Inspired by Eric Berne’s 1964 book Games People Play, the exhibition explored the invisible behavioural scripts that govern intimacy, power, and survival. Here, the institution itself became a gameboard, and audiences, knowingly or not, became players negotiating shifting emotional terrains.

“This autumn marks 20 years of Thukral and Tagra Studio… we’ve continued to explore how art can build bridges between communities, ideas, and lived experiences,” the artists reflected. That bridging was evident — between viewer and artwork, memory and play, tension and care.
As Delhi’s cultural circuit leans into more participatory and reflective formats, Games People Play 02 positioned itself not just as an exhibition, but as a proposal for new forms of engagement. By redefining play as both rebellion and connection, Thukral and Tagra invite us to step in, take position — and realise that the rules are ours to rewrite.

About the Artists — Thukral and Tagra
Based in New Delhi, Thukral and Tagra comprise artists Jiten Thukral (b. 1976, Jalandhar, Punjab) and Sumir Tagra (b. 1979, New Delhi). Known for their multidisciplinary approach spanning painting, gaming, archiving, and publishing, the duo has developed a distinctive language that navigates the cultural, political, and emotional landscapes of contemporary India.
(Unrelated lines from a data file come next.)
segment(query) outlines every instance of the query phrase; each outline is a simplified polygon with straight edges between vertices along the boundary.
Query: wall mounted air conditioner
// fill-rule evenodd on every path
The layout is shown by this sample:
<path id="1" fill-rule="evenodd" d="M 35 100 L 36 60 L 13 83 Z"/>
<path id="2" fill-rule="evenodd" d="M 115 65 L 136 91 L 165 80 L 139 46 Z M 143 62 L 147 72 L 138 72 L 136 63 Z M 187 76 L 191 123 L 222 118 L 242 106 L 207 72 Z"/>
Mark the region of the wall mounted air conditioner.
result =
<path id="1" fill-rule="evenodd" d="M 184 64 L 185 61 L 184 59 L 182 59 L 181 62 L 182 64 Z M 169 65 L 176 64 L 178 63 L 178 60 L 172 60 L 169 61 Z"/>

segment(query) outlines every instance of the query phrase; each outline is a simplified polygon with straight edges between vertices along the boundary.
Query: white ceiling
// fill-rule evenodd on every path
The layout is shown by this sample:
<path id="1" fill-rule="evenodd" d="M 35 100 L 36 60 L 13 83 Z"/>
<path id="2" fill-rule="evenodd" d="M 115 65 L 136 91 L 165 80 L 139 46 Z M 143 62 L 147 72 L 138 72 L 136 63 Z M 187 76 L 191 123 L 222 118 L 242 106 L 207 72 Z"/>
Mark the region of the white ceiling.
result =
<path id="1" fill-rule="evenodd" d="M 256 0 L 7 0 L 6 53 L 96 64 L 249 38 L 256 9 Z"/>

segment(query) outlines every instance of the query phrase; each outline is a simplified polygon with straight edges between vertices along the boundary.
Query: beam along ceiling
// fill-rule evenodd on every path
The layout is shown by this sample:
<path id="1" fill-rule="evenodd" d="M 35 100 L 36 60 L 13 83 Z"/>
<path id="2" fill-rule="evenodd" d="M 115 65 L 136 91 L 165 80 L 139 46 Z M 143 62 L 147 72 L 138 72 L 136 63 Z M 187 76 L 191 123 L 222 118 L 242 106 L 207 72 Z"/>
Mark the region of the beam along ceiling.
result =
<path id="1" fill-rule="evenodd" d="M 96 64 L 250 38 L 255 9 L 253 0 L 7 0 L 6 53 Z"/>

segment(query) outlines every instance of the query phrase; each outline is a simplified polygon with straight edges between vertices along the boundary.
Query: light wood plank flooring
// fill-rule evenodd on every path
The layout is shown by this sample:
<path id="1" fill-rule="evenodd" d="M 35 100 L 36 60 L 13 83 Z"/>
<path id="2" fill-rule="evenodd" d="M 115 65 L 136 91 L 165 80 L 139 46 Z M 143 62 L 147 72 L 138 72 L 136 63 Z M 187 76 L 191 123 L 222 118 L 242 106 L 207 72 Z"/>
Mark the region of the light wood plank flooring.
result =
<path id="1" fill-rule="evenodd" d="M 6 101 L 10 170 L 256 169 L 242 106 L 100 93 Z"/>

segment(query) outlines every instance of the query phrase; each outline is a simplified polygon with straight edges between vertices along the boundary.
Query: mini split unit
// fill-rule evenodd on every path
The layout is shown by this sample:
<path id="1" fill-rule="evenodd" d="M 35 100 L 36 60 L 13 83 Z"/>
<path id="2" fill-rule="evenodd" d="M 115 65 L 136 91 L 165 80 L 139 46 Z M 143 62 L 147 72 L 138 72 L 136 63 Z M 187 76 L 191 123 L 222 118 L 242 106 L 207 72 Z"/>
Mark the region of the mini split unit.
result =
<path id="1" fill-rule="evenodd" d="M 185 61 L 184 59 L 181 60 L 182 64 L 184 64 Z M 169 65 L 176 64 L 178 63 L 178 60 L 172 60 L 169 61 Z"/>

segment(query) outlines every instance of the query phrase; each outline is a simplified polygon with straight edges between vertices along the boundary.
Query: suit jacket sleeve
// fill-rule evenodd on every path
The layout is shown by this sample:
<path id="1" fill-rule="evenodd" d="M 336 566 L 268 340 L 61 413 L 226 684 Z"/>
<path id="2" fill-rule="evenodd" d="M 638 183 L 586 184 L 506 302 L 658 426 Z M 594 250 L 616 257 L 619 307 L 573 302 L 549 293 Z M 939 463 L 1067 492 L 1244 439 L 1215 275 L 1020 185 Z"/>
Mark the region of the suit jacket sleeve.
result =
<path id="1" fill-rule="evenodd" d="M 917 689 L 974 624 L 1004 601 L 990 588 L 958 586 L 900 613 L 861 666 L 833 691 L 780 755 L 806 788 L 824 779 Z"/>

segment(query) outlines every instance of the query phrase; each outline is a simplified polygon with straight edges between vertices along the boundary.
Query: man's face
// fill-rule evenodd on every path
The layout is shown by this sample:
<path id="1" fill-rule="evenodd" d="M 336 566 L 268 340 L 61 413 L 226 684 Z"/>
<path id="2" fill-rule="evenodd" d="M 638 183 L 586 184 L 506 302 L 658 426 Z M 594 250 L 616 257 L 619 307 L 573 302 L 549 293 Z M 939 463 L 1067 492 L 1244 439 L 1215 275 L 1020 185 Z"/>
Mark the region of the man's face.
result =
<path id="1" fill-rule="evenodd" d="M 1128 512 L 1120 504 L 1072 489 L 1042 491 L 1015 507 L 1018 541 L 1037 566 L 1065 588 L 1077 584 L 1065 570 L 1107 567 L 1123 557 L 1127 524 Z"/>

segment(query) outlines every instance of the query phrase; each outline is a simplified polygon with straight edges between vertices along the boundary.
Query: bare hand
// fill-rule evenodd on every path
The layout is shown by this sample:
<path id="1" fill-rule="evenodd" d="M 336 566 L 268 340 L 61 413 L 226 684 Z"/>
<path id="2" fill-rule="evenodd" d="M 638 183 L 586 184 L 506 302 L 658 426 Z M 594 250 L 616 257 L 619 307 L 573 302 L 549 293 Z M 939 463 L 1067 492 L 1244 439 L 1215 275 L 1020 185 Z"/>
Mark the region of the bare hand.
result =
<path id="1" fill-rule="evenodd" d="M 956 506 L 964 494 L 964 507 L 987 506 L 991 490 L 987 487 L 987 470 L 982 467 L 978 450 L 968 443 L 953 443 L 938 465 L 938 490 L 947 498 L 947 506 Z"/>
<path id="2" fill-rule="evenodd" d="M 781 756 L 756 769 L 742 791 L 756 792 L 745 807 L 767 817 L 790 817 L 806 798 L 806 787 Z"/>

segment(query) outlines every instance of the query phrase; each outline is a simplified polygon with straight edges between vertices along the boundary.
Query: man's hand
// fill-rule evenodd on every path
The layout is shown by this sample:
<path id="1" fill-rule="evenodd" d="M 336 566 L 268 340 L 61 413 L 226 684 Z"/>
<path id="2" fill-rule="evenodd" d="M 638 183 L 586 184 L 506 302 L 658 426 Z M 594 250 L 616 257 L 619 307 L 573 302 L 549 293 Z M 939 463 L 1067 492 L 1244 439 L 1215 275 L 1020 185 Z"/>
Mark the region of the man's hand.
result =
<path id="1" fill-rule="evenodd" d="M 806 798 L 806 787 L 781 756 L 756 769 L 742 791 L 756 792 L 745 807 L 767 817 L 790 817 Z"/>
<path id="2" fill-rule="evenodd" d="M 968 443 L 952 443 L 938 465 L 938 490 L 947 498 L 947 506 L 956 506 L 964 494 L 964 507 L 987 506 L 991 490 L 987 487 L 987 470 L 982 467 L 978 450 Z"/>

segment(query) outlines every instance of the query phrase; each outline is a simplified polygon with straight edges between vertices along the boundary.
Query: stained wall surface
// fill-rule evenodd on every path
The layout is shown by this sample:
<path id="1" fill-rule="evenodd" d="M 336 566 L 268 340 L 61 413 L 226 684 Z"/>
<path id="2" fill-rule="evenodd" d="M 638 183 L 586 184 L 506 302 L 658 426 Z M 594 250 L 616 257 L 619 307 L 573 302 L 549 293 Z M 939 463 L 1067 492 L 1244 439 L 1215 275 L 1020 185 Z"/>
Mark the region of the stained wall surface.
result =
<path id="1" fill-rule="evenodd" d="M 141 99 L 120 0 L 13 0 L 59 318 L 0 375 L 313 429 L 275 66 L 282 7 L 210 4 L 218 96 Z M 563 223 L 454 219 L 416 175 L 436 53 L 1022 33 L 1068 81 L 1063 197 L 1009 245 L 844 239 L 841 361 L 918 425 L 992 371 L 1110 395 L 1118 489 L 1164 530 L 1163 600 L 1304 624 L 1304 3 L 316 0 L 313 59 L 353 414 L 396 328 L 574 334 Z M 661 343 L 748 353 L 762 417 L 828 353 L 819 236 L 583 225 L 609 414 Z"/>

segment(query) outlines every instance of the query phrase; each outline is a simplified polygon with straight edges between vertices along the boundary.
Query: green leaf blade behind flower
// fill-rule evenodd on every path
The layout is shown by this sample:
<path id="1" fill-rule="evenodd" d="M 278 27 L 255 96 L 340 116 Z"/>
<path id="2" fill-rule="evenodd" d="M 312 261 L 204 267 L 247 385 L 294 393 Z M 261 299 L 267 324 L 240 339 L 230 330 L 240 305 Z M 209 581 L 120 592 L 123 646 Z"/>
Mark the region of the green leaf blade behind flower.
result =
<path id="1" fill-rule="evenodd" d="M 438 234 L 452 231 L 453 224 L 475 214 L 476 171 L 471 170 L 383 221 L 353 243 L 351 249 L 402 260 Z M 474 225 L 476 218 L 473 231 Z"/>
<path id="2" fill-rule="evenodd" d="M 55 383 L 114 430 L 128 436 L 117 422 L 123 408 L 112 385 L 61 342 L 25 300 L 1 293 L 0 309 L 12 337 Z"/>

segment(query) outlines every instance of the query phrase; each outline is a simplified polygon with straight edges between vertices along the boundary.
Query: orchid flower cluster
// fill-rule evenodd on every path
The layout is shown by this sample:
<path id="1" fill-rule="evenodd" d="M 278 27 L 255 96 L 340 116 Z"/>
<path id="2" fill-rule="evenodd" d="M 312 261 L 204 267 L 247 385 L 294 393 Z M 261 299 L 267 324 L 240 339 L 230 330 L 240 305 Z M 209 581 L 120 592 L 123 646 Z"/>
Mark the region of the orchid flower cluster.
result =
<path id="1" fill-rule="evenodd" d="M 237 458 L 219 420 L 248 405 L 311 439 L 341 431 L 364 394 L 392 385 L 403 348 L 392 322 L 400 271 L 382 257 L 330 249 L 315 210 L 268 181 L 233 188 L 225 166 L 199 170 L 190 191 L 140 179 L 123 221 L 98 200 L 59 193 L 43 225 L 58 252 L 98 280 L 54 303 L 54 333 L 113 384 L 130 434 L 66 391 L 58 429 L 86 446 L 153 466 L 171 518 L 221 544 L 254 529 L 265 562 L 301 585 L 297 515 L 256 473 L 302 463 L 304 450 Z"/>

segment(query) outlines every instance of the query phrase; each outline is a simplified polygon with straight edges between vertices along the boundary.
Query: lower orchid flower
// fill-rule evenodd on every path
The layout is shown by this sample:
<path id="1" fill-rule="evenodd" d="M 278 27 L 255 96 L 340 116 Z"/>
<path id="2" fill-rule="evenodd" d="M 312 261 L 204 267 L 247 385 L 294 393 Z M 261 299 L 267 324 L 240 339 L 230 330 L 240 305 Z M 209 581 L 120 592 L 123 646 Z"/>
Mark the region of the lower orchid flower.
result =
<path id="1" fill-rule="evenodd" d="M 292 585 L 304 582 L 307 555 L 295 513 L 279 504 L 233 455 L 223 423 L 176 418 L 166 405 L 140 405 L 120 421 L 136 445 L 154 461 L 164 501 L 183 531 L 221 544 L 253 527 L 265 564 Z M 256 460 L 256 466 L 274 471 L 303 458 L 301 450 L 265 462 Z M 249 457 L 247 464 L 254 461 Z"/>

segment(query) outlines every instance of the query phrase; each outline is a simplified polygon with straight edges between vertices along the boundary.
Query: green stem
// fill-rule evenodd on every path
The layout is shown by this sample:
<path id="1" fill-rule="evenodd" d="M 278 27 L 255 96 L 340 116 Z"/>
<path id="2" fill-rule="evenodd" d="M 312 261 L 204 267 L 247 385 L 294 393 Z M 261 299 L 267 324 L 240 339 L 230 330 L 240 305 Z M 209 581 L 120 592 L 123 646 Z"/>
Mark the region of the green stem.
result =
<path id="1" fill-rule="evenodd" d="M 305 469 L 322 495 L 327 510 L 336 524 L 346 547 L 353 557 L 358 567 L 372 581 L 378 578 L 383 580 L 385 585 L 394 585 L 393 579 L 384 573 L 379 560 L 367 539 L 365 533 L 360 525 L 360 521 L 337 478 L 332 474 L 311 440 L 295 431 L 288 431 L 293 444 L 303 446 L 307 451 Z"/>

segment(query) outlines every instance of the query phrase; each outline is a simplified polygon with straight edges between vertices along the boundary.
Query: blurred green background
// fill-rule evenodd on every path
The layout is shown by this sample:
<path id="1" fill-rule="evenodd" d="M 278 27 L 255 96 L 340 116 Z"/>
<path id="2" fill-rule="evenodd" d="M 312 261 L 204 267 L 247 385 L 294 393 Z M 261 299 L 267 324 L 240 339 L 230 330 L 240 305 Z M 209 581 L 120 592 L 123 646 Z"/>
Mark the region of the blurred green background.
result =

Lullaments Germany kinetic.
Their early practice dissected global consumer culture with sharp wit and pop-coded aesthetics. In recent years, their focus has shifted towards ecology, climate anxiety, and agricultural memory, drawing from their personal histories rooted in migration and farming legacies in Punjab.
Beyond the studio, Thukral & Tagra actively design new formats for public engagement, constantly expanding the role of art in civic life. Their key initiatives include:
- A non-profit foundation using art and education to address pressing social concerns
- Pollinator.io — a collaborative learning lab enabling cross-disciplinary dialogue
- andArchive — a publishing and distribution platform rethinking the future of print and memory
- Sustaina India, founded in partnership with think tank CEEW, positioning the arts as a catalyst for climate action
Their work consistently pushes beyond object-making, suggesting that art can operate as a system, a platform, and a social technology — shaping how we connect, care, and imagine together.